Recuerda a Edgar Allan Poe, maestro de la narrativa sobre el terror, a quienes muchos ponen como ejemplo del escritor-borracho capaz de escribir, en medio de la embriaguez absoluta, cuentos notables: «Él tenía, en primer lugar, una no resistencia al alcohol. Poe se intoxicaba con muy poco alcohol. Se creó la leyenda de que era un borracho, ¡alguien en plena borrachera no puede ser capaz de escribir tantos cuentos tan hermosos! Desgraciadamente hay jóvenes sin inspiración que creen que van a encontrar la inspiración en la bebida, pero sólo van a encontrar botellas vacías».
—¿Qué opina de las instituciones que ayudan a los bebedores con terapias de grupo?
—Me parece que realizan una gran labor, aunque el problema es uno mismo. Cada quien debe tomar conciencia. Si tú mismo no te ayudas entonces no podrá ayudarte nadie.
¡Salud! Brindamos con gaseosa y la escena me resulta extraña, inédita, pues su vida y su obra están regadas de oro líquido con espuma. Reynoso, como todo escritor que admiro, nunca deja de sorprenderme y, de paso, enseñarme algo nuevo: siempre aprovecha los almuerzos en casa para leer, con suma fruición, sus textos inéditos. Esta vez recuerda a Manuel Morales, quien, hasta hace unos años atrás, lo llamaba cada semana por teléfono desde el extranjero: «estoy solo, viejo y enfermo: ayúdame», le rogaba a través del aparato. No obstante, no le decía cómo debía ayudarlo. Por suerte, ahora él sí sabe cómo ayudar a uno de sus tantos epígonos que, día a día, desfilan por su casa. Quizá lo haga en memoria de su malogrado amigo: el poeta del tambor.

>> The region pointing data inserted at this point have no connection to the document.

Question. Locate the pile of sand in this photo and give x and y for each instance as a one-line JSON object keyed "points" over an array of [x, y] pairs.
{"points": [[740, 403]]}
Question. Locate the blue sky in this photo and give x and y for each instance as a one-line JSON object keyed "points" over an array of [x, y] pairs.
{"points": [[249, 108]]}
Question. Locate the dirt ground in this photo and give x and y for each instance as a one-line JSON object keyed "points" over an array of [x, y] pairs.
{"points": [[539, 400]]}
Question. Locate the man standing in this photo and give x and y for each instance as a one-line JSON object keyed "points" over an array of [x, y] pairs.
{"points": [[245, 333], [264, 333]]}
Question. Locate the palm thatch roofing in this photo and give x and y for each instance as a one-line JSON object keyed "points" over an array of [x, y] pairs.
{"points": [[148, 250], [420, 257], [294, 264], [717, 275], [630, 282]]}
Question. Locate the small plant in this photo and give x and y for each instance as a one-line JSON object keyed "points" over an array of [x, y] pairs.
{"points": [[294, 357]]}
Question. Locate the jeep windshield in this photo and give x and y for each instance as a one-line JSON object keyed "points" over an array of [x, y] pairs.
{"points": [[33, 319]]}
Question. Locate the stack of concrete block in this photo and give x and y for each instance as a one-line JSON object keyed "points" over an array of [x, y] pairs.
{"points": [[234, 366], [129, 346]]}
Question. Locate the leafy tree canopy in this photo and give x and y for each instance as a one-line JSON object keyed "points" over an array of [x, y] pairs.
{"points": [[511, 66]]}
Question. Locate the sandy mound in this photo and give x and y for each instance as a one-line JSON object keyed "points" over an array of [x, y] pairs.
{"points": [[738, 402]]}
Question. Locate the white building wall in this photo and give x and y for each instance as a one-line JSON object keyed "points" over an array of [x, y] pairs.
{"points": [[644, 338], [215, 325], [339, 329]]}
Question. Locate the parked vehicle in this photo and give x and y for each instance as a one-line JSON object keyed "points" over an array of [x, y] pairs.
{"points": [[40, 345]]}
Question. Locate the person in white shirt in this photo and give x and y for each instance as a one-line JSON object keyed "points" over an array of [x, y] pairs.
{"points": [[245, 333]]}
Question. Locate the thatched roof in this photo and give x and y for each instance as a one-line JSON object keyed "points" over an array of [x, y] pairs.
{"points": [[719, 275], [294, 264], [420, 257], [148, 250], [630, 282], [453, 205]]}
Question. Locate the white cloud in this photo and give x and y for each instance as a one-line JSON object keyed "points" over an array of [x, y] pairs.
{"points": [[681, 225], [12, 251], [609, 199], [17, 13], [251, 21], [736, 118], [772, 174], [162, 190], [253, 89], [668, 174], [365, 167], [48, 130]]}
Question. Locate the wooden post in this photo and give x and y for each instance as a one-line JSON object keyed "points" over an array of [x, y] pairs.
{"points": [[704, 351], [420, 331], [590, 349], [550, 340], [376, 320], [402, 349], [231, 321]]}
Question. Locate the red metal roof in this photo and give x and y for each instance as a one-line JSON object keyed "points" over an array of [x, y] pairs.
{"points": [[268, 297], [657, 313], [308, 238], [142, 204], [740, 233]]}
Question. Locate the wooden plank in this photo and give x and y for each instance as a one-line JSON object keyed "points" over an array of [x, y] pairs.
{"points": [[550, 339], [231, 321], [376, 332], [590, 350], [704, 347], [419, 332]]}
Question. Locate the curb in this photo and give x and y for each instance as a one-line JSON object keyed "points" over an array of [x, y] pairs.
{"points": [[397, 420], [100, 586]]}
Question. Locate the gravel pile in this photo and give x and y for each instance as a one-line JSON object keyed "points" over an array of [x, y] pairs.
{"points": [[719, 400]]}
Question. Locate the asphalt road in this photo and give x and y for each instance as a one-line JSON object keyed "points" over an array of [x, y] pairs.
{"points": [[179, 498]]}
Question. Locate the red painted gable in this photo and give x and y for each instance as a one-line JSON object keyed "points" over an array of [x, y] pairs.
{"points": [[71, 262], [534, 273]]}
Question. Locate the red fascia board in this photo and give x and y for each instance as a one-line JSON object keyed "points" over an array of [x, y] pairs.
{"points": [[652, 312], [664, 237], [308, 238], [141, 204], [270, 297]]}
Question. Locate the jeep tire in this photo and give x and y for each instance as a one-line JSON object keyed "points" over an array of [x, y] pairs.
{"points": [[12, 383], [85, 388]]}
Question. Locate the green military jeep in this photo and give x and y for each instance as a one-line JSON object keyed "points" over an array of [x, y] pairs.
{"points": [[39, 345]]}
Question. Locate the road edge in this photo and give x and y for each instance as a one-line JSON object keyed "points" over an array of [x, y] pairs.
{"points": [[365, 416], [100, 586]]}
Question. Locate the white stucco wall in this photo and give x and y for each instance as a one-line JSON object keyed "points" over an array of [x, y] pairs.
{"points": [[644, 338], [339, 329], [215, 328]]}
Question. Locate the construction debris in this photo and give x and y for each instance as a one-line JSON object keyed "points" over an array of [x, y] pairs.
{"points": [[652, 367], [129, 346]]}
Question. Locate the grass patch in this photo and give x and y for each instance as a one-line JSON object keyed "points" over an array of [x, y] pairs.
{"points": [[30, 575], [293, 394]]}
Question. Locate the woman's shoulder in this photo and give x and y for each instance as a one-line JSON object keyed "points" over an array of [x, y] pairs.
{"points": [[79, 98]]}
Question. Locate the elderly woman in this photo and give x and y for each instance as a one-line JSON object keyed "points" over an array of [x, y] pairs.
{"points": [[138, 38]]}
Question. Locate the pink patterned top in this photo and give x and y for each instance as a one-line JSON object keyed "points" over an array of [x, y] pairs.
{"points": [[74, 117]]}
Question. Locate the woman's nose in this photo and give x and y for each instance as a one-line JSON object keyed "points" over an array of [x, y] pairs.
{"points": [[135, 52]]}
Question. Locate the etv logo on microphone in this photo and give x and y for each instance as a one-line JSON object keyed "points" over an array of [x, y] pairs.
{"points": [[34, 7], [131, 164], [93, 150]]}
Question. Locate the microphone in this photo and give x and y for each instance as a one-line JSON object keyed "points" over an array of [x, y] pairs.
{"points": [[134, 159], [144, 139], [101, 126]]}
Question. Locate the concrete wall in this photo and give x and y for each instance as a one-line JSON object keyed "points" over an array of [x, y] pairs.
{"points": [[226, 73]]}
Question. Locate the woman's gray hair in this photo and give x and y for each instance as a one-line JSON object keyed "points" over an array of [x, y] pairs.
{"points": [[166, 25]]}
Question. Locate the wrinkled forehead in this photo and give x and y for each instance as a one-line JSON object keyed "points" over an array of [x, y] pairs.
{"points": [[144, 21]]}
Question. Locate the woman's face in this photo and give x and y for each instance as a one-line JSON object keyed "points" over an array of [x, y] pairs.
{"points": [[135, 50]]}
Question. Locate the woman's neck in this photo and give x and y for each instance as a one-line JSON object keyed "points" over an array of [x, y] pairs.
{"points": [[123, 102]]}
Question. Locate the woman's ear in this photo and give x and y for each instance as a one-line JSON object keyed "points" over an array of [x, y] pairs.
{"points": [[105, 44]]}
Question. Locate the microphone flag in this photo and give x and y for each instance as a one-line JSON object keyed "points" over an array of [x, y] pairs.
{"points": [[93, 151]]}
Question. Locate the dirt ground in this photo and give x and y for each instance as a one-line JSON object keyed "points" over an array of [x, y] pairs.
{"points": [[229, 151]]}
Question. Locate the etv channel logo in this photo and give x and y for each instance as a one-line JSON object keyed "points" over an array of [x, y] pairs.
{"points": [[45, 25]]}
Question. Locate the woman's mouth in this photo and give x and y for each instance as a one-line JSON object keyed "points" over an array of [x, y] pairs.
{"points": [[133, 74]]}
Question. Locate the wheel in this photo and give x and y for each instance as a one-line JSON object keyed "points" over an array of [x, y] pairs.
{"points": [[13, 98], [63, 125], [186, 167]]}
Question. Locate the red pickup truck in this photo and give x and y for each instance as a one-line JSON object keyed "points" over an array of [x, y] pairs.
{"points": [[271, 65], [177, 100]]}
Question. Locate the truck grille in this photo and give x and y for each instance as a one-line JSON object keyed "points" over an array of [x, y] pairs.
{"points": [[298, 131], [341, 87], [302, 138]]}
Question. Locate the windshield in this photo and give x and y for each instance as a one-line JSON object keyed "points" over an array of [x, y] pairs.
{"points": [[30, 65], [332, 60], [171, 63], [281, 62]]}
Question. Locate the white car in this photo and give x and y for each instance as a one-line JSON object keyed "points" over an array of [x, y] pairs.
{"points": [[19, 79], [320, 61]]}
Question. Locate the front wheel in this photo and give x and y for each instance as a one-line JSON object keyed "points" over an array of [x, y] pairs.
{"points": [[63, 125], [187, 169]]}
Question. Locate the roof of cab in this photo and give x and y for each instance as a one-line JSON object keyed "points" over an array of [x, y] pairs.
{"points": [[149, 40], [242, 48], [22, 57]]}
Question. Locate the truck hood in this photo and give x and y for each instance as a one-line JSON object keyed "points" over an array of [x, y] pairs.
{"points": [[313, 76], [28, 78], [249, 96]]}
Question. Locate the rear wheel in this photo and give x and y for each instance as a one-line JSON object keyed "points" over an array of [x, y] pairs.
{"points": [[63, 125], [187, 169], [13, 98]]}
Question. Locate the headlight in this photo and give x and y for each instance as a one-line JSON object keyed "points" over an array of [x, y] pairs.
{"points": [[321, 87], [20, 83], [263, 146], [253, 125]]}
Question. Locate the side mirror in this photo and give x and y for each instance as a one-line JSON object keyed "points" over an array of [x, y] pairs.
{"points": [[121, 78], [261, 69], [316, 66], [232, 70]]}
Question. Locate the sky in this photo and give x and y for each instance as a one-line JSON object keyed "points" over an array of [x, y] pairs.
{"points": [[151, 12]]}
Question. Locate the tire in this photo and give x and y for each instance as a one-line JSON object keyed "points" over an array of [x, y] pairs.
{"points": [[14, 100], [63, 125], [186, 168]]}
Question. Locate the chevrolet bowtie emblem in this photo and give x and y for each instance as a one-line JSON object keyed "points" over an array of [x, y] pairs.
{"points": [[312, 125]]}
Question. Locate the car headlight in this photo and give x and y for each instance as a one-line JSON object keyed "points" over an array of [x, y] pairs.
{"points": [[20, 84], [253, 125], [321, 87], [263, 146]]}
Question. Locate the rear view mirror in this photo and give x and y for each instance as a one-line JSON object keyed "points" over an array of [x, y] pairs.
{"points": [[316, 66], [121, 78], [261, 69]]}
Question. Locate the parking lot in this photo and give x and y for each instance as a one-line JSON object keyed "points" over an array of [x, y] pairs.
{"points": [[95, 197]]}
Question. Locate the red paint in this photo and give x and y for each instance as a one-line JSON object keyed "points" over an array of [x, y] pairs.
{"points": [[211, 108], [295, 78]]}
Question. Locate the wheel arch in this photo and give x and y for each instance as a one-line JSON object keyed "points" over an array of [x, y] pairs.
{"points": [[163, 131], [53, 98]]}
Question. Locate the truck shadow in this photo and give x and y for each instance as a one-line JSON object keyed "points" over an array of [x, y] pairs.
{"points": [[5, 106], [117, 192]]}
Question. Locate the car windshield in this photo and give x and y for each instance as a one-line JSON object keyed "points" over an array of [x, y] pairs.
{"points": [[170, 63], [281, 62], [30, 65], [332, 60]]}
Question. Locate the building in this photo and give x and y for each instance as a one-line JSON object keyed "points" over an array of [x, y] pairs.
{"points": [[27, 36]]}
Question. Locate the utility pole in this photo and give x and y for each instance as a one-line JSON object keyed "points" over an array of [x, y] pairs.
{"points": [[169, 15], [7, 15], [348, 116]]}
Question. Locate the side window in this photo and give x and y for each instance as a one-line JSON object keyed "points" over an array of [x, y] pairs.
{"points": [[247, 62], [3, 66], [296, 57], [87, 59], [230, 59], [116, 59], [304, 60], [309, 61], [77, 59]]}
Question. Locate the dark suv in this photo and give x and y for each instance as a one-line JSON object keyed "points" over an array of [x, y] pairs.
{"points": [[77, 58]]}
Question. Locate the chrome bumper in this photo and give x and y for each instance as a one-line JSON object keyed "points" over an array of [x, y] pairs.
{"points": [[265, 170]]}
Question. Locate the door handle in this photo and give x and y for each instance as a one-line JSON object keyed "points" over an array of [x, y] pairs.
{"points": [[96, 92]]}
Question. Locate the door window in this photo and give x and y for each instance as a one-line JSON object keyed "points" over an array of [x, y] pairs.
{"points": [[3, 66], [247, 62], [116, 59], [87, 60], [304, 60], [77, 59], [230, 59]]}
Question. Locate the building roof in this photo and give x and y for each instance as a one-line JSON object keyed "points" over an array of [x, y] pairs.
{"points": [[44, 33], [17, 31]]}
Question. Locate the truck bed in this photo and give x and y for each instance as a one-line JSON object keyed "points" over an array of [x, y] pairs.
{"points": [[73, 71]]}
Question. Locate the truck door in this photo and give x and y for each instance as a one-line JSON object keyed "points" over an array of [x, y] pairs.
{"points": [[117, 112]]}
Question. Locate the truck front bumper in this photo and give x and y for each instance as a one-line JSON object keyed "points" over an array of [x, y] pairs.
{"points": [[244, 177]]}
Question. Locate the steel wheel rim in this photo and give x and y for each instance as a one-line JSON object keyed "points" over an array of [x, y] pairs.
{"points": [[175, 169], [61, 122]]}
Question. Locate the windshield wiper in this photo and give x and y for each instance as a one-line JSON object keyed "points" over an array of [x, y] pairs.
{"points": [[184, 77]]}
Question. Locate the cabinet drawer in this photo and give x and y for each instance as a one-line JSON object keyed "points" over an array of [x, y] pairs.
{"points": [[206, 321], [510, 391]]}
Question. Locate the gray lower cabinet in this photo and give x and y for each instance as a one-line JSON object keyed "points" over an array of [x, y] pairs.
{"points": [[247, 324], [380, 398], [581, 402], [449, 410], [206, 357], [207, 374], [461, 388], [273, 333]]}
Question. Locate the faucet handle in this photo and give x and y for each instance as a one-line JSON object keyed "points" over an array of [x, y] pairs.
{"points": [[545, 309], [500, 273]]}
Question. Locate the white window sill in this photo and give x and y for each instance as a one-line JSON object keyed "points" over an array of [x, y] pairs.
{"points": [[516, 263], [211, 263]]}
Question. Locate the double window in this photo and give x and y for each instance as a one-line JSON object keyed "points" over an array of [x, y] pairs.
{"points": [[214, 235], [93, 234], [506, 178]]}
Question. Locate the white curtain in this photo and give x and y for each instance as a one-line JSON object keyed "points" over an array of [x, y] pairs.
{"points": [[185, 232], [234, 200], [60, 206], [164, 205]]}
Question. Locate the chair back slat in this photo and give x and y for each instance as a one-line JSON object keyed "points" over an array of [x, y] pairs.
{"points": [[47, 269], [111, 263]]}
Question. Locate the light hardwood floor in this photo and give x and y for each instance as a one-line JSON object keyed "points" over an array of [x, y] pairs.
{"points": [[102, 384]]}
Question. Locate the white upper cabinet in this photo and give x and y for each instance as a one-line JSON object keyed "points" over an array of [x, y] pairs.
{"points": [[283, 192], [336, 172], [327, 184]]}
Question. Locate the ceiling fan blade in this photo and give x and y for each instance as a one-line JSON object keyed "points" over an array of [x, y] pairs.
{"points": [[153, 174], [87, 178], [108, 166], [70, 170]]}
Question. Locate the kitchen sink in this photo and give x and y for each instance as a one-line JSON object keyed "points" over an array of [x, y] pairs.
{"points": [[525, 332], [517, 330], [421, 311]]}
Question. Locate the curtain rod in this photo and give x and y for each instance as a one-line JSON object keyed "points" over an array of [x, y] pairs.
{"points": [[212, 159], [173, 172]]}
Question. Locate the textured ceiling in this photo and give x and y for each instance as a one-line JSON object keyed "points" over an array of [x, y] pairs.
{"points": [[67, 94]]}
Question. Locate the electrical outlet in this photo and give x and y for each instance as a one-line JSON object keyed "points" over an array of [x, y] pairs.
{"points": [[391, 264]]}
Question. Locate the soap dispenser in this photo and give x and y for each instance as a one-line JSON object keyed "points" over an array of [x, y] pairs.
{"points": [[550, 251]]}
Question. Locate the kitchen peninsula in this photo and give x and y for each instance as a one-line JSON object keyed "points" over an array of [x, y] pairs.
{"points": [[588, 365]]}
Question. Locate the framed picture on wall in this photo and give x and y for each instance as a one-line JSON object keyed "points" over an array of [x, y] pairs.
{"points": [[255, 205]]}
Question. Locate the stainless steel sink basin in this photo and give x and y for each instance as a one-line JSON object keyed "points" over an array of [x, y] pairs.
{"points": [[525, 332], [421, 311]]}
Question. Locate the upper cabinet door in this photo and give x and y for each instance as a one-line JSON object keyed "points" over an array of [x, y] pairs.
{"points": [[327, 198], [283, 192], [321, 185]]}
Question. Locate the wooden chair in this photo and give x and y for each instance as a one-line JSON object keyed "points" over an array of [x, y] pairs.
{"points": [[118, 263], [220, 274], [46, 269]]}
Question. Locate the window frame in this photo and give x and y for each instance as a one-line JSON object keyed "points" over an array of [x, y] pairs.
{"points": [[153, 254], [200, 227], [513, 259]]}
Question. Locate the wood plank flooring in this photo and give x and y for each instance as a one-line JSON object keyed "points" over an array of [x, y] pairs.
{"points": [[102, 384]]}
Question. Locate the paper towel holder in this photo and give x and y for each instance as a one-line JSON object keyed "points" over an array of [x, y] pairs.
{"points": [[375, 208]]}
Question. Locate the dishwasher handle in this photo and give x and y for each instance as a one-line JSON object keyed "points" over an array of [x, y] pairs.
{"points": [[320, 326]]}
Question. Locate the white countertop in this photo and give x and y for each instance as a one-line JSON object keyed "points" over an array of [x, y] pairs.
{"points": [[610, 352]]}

MANUEL MORALES: EL POETA DEL TAMBOR
«Las crisis que tuve al dejar la adolescencia fueron tan graves e intensas que, al borde del suicidio, tuvieron que internarme en una clínica donde me aplicaron cuatro electroshock —confiesa Reynoso—. Ya habrá oportunidad de contarte en detalle esa horrorosa experiencia. Como tenía miedo de volver a una clínica, decidí viajar a Santiago de Chile por tierra. Pedí licencia y un préstamo de La Cantuta. Manuel Morales me dijo: yo te acompaño. Mando a la mierda mi trabajo y nos vamos. Yo permanecía de lunes a viernes en La Cantuta. Vivía en la casa que me habían asignado en el campus universitario. Sábado y domingo los pasaba en Lima en compañía de mi mamá, mi hermana Marita y mi cuñado Arturo en nuestra casa ubicada en Toribio Pacheco, en Santa Cruz de Miraflores. A mi madre la habían operado a raíz de un infarto. Un sábado, al llegar a casa, mi hermana me informó que un grupo de palomillas había tomado por asalto la calle para jugar al fútbol y el alboroto que armaban agredía el reposo que mi madre necesitaba para su total recuperación. A media tarde, cuando llegaron, salí furioso y los enfrenté. Eran como diez jóvenes del barrio. Algunos sólo llevaban pantalón de baño. No pude contener mi cólera y creo que empleé palabras muy duras y hasta groserías de alto voltaje hiriente para increparles su conducta. Detuvieron el juego y avanzaron desafiantes. Me rodearon y pensé que me iban a maltratar. De pronto, un joven, sin zapatos, con un polo sudado, despeinado y en tono atrevido me dijo casi en mi cara: Oswaldo, tú no tienes derecho para hablarnos de esa manera. ¿Por qué?, le pregunté en el colmo de mi indignación. Mirándome directo a los ojos, me contestó: Porque tú has escrito Los Inocentes. Pues bien, no supe qué contestarle a ese joven. Tu libro es de puta madre, me dijo. Entonces le informé sobre el motivo de mi actitud. Oswaldo, por ahí has debido comenzar. Dirigiéndose a su collera, con tono de mando, ordenó: vamos a joder a otra parte. Hay que cuidar a la mamá de Oswaldo. Con la pelota en sus manos, me dijo: yo también soy poeta de la calle y de los huariques como tú».